Ahem. Pardon my waxing nostalgic and pointless. I have no message here, other than to recall secretly wishing as a lad that My Book of Bible Stories held more than a handful of mildly arresting tales. As an adult, now able to appreciate prose that replaces Jotun battles with deeper societal and philosophical themes, I still find Bible tales dull as hell. I'll take Thor and his hammer over Jesus and a basket of fish any day

Comments

It was a child's bible story book that planted the first seeds of doubt for me.  I was raised Catholic and my parents bought us the illustrated Arch Books of Bible stories to keep us from getting antsy in church.  I saw one on people worshiping false idols while Moses was up rappin' with god on the mountain.

That made me think; "how do I know this golden calf isn't the real deal".

defaithed's picture

I've long been a little envious of people like you, who saw through the silliness of religion even as kids. I was just too lazy or timid or dumb to begin doubting until near-adulthood. Good on you!

(Never heard of the Arch Books; the JWs didn't encourage the reading of any publications but their own. Thanks to your comment and Google, I now know a wee bit about them. Hmm, God's Fire for Elijah might be good; that was one of the few Bible stories I liked. It's gruesome and hideous, but offers some nice literal toilet humor. And while I don't see it among the offerings, there must be an Arch book about the three guys who were tossed into the furnace, another fine potboiler tale to curl a kid's clip-on Sunday necktie. Alas, despite a couple of Old Testament page-turners, I still had to turn to proper Norse or Greek mythology for the good stuff, like real hero-on-monster action.)

I saw some inconsistencies early on.  I even asked Sister Mary Esther how we knew that our god was the real deal (Catholic school for a couple of years).  She further helped me doubt my faith by answering; "WE JUST KNOW".  Now I wonder if she had her own doubts.  A lot of other teachers would have snowballed a 3rd grader with all sorts of rhetoric.

I didn't totally let go of god until high school.  It was a journey.

I like hearing about the JW stuff.  My wife is a recovering Mormon.  Each faith has its own idiosyncrasies that are interesting to hear about.

defaithed's picture

Likewise, I have a mild interest in things Mormon; that sect has always seemed to have some points in common with the JWs, though I'm sure the similarities don't stand up to deep scrutiny.
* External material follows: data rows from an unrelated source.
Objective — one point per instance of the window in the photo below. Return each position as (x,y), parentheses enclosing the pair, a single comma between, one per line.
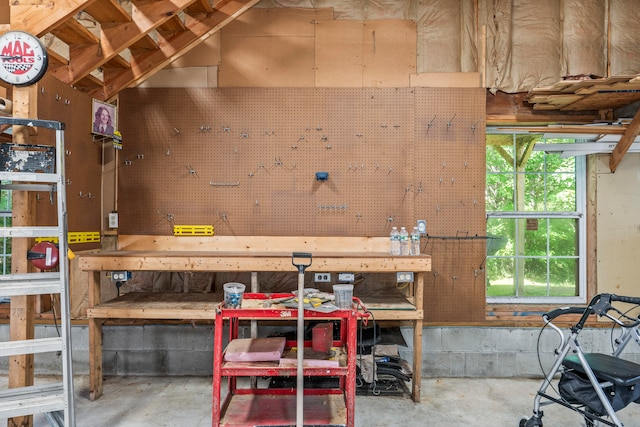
(535,222)
(5,221)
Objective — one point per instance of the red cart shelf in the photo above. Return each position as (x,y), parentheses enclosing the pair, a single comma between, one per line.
(254,406)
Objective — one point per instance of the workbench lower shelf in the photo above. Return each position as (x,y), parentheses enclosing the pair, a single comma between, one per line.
(268,410)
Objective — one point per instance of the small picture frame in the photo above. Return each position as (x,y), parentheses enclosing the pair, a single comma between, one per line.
(104,118)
Still, the two share some niche overlap in the religion ecosystem.

I think a lot of "common knowledge" about Mormonism is wrong, which adds a wee bit to the interest. To pick a trivial example, the well-known commandments against coffee or cola turn out to be matters of individual choice, though there is some pressure from the Church. (If I have that right, that is; I might still be way off.)

Religion can be interesting stuff to observe, precisely in the way that people like Dawkins suggest: as a study of a major facet of society and culture. Not as a guide to reality or morality!